The president came into power on a ticket of clean governance and a zero-tolerance approach to corruption.
Since then, Bosasa’s alleged role in state capture has been laid bare at the Zondo commission. There are also allegations Ramaphosa’s son Andile benefited from Bosasa contracts after he won the ANC presidency.
After Maimane’s grievance, Mkhwebane found that Ramaphosa violated the executive ethics code by not disclosing campaign fund contributions while he was still deputy president and an MP.
The public protector’s report also detailed a campaign war chest of hundreds of millions of rands for the then presidential hopeful.
Ramaphosa has taken the report on judicial review, but damage to his anti-corruption stance has already been done. And, although Maimane’s complaint has weakened the president, the DA also wants to remove the public protector.

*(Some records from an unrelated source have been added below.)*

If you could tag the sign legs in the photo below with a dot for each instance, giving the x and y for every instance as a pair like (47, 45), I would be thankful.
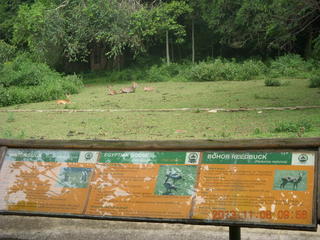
(234, 233)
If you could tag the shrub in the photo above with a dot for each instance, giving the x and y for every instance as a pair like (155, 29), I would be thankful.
(302, 125)
(24, 81)
(315, 81)
(290, 65)
(164, 72)
(220, 70)
(272, 82)
(7, 52)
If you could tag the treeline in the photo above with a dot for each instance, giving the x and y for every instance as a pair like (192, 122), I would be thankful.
(113, 33)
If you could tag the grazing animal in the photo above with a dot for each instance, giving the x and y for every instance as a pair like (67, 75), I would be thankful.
(64, 101)
(174, 176)
(148, 89)
(169, 187)
(129, 89)
(111, 91)
(294, 180)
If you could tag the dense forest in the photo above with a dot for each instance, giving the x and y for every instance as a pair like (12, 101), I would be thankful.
(42, 41)
(83, 35)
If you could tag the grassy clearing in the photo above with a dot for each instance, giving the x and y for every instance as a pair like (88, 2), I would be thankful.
(173, 125)
(223, 94)
(143, 126)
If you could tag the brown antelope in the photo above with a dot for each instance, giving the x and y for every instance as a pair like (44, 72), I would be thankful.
(129, 89)
(111, 91)
(148, 89)
(64, 101)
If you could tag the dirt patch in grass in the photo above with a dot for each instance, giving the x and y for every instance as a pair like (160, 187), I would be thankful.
(148, 126)
(169, 125)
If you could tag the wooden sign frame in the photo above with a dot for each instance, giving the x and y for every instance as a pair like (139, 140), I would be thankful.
(262, 145)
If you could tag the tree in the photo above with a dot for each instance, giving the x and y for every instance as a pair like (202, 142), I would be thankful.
(153, 22)
(260, 24)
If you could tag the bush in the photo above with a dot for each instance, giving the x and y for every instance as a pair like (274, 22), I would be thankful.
(303, 125)
(315, 81)
(164, 72)
(7, 52)
(24, 81)
(291, 65)
(272, 82)
(220, 70)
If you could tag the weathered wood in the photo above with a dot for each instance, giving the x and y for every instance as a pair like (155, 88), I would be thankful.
(239, 144)
(211, 110)
(3, 151)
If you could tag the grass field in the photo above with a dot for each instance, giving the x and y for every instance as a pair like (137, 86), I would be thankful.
(172, 125)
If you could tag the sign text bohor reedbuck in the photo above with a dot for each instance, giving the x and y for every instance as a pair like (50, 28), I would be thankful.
(257, 186)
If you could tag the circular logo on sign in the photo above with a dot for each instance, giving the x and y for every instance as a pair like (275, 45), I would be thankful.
(88, 156)
(193, 157)
(303, 157)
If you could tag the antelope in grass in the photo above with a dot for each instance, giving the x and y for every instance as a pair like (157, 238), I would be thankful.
(111, 91)
(294, 180)
(148, 89)
(129, 89)
(64, 101)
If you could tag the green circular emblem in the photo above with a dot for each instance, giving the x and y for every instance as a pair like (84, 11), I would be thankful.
(193, 157)
(88, 156)
(303, 157)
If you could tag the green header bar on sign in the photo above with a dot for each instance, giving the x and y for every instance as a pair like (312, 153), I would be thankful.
(281, 158)
(30, 155)
(144, 157)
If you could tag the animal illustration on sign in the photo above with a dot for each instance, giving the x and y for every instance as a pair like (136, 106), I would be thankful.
(129, 89)
(294, 180)
(171, 179)
(64, 101)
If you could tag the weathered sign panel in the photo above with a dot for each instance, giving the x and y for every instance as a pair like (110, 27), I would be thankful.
(244, 188)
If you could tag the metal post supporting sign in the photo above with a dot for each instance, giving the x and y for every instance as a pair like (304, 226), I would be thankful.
(260, 183)
(234, 233)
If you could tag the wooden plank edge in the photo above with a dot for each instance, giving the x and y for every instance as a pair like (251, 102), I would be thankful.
(238, 144)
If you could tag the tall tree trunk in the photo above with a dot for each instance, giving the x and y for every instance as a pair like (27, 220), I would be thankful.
(308, 47)
(167, 47)
(193, 50)
(172, 51)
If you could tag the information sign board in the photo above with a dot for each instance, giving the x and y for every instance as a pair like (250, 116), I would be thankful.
(251, 188)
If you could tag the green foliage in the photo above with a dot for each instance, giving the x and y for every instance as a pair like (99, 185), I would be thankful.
(290, 66)
(10, 118)
(224, 70)
(300, 126)
(315, 81)
(165, 72)
(25, 81)
(272, 82)
(7, 52)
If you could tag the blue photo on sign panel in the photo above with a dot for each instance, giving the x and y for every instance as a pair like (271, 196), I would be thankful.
(72, 177)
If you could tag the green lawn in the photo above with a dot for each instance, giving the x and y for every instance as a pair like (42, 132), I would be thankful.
(172, 125)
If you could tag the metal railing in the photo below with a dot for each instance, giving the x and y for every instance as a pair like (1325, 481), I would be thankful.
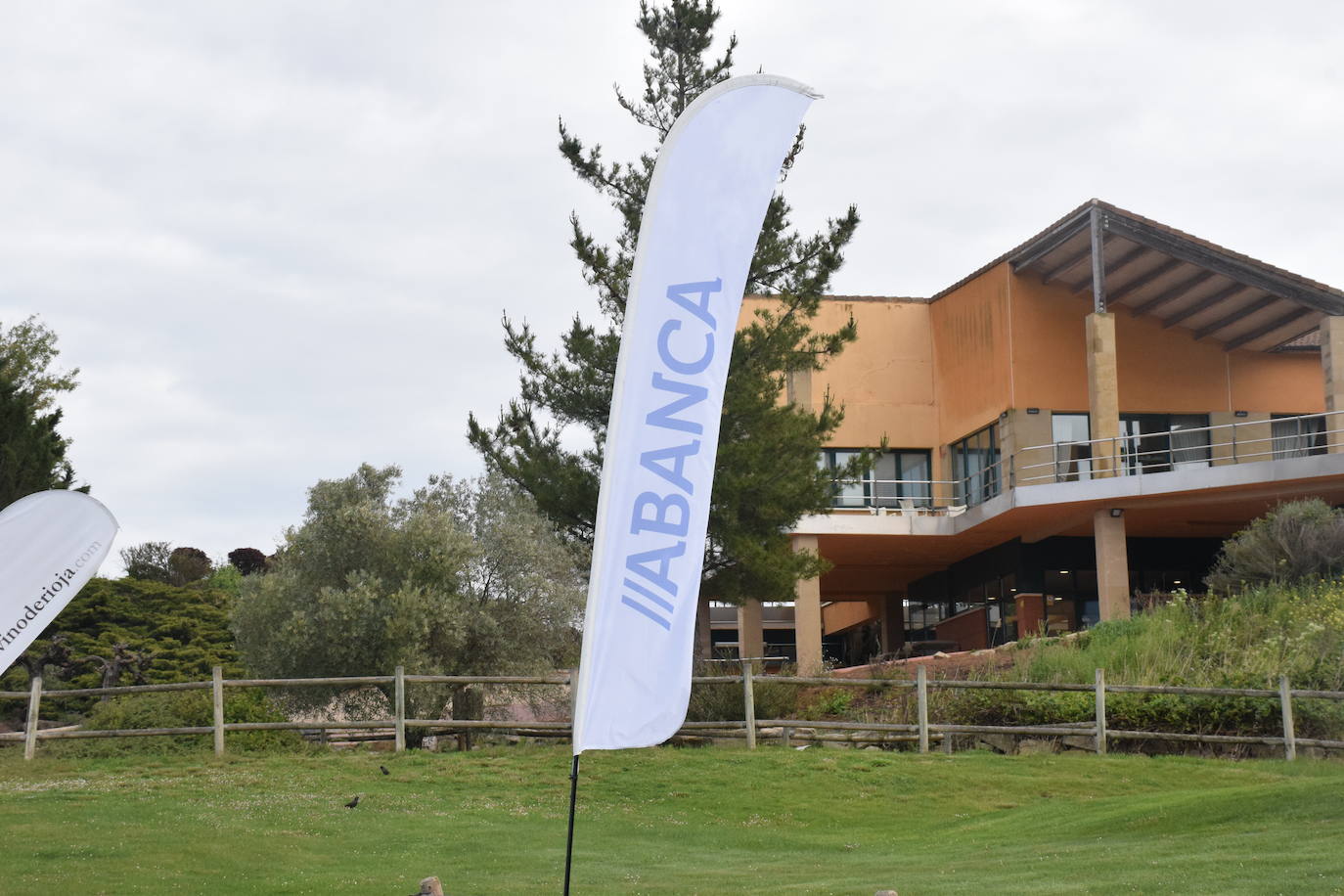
(923, 495)
(1080, 461)
(1222, 445)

The party said she has a low grasp of the duties of her office, and points to several reports that have been overturned by courts as evidence that she’s not fit for the office.
Maimane said he believes in the office of the public protector more than he does Mkhwebane herself.
He’s confident that she won’t continue in her job with the growing number of court judgments against her: “There’s no denying that she’s unfit to hold office. But she still has an important institution in law. And I can’t take away those basic facts. So we’ll push for her to be removed. But it’s not going to be a question of weeks or days, it’s a question of months.”
Maimane said he’s delayed laying criminal charges against Ramaphosa until after a judicial review of Mkhwebane’s findings into Ramaphosa is complete.
But the DA leader believes an independent, criminal probe is needed to look into the vast amounts of money that went into the CR17 campaign.
“If the NPA can investigate that, then the NPA must investigate. Because this Bosasa issue deserves an inquiry all on its own,” he said.
Maimane is aware of the potential ramifications of this test of Ramaphosa’s presidency, with people in opposing ANC factions waiting for a chance to remove him from office: “The political moment is that South Africans are anxious about [deputy president] DD Mabuza, and the EFF [Economic Freedom Fighters]. There are big fears that if Cyril goes then we have DD. Then we are all at war.”
But Maimane said he won’t come out as a guardian of the Ramaphosa presidency: “The ANC has brought us to this point. You are asking us to be the defenders of Ramaphosa from his own party. That’s madness. We are going to be in this movie for forever and a day. The sooner we realise we need to live in a post-liberation movement, post-ANC movement, where we can form better alliances for the people of this country [the better].”
He said the past week’s events have greatly affected perceptions of Ramaphosa’s “new dawn”, and the influence of money in politics.
“The president is under real pressure. He’s cast his whole line and has to depend on this judicial review. One cannot deny that the ANC’s presidency went for R400-million. That’s more than what we spent on the election engaging with 57-million South Africans. [Ramaphosa] used that to engage with 4 000 voting ANC delegates. What was that money for?”
The DA leader said he looks forward to asking Ramaphosa directly about his campaign finances and allegations of funds for favours for his son. He will get an opportunity to do just that when the president returns to the National Assembly after the upcoming winter recess to answer MPs questions.
“He’s certainly got questions to answer. I will not be shying away from these matters. He can’t mislead Parliament. He can’t launder money, in my view. And things will become uncomfortable. This is the question he must answer,” Maimane said.